At this juncture it's good to revert to the Chebarkul event and guess what else would have happened there. Among many other activities, a simple tactical setting would have been projected and battle procedures and drills would have been discussed in order to work out how to respond to these situations while identifying what aspects of interoperability were necessary to refine them. The Indian and Pakistani contingents would be much at home with each other with commonality of language, terminologies and even formats for orders and briefings. Visits to each other's camps and social events involving international cooking would surely have been scheduled.

It may be worthwhile to recall that Indian and Pakistani peacekeeping contingents have often served together on a single UN mission: Somalia, Congo and Sudan were three of these where officers from the two armies have exercised operational command or some control over each other's contingents. All this without a blemish. In fact, the relief of the Pakistani armour squadron from airport security duties by a half squadron of just-arrived Indian tanks in Somalia in October 1993, saved the day for the US Embassy in Mogadishu.
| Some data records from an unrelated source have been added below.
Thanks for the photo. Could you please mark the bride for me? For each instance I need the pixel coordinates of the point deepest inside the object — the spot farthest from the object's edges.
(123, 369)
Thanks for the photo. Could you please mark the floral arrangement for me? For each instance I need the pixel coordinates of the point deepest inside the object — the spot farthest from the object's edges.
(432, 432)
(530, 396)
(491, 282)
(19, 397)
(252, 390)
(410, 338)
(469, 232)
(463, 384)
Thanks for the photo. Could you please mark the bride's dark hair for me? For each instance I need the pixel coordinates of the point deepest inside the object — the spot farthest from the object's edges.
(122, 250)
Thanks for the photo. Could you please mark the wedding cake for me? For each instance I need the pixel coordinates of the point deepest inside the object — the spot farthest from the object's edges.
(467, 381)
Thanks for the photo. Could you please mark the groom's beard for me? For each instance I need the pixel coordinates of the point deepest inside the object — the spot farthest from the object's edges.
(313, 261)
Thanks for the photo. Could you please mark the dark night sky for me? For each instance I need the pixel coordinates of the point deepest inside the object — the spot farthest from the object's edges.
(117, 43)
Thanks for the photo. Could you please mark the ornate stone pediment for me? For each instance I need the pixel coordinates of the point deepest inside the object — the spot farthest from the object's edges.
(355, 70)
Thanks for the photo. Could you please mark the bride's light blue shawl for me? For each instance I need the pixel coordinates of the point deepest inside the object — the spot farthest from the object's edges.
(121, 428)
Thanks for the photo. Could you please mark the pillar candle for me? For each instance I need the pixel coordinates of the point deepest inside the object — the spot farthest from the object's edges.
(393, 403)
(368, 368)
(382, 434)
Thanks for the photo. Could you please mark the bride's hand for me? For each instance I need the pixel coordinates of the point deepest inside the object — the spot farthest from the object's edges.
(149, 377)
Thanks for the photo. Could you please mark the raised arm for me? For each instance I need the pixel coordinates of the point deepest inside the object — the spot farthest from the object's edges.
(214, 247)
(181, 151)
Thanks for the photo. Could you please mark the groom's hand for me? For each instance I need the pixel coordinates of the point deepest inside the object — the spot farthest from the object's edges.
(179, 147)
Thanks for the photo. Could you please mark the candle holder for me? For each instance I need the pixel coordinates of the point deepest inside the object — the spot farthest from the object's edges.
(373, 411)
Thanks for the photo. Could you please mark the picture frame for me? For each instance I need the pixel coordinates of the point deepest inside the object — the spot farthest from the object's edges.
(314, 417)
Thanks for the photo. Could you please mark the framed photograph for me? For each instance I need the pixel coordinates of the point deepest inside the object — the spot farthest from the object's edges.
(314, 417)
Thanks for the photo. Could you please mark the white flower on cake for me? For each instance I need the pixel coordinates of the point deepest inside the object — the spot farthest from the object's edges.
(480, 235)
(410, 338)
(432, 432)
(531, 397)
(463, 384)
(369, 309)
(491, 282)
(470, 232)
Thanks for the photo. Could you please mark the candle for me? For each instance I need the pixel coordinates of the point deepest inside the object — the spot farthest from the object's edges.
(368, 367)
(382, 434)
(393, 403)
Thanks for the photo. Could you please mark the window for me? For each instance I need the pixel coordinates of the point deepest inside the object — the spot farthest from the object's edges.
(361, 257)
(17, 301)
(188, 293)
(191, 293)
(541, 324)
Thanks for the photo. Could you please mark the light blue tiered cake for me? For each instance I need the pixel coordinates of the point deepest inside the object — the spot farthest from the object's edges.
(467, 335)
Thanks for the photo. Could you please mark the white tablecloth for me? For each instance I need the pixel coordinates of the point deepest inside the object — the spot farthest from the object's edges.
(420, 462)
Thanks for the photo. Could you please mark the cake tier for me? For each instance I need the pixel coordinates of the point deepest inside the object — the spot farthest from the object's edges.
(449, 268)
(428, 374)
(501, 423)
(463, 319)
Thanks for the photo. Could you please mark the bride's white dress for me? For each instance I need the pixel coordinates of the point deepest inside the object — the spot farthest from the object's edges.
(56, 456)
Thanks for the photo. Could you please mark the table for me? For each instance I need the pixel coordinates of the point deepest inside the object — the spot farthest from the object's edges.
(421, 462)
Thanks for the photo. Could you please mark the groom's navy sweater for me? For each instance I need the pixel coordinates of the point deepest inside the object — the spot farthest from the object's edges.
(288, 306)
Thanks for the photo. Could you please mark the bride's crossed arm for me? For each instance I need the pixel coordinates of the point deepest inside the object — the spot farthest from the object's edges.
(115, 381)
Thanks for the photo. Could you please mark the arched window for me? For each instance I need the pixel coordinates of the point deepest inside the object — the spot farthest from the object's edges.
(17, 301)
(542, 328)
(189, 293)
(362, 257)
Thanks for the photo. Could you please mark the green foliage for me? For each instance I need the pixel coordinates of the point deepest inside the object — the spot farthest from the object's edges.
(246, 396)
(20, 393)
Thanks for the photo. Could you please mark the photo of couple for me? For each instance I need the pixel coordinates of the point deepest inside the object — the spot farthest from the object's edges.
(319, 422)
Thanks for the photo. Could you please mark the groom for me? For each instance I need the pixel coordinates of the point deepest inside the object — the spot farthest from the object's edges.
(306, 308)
Pakistani tanks could then immediately move to secure the embassy that was under serious threat.

There are professional international responsibilities of the Indian Army that call for social inter-mixing, joint training and operations with the Pakistan Army. It is not known to many that Indian officers attend training courses abroad alongside Pakistani officers and have the best of relationships extending to their families. They work together as part of UN Military Observer teams, on staffs of missions and at the Department of Peacekeeping Operations (DPKO) in the UN headquarters New York. India's officers and soldiers know exactly how to conduct themselves with military efficiency and correctness; the dignity of the Indian Army being the issue highest in their priority.

The SCO event at Chebarkul is nothing unusual. In a resetting world there will be many such events and India will appear churlish if it is to refuse attendance by its army representatives in order to score political brownie points that may not translate to the diplomatic sphere.

It's best for the nation to continue abiding by the policy the government is following: To separate the political aspects of the relationship with Pakistan from other multilateral interests and commitments. Even the media would be well-advised to look beyond the horizon and see the larger gains from international military engagements that could only incidentally involve the Pakistan Army too. Perhaps the much in-demand strategy within India, of engaging with the actual rulers of Pakistan's destiny (its army), could well have had its beginning there, at Chebarkul in the bleak Russian landscape. The town is known more for one of the largest meteorite strikes in recent history. One just wonders whether that was a good omen.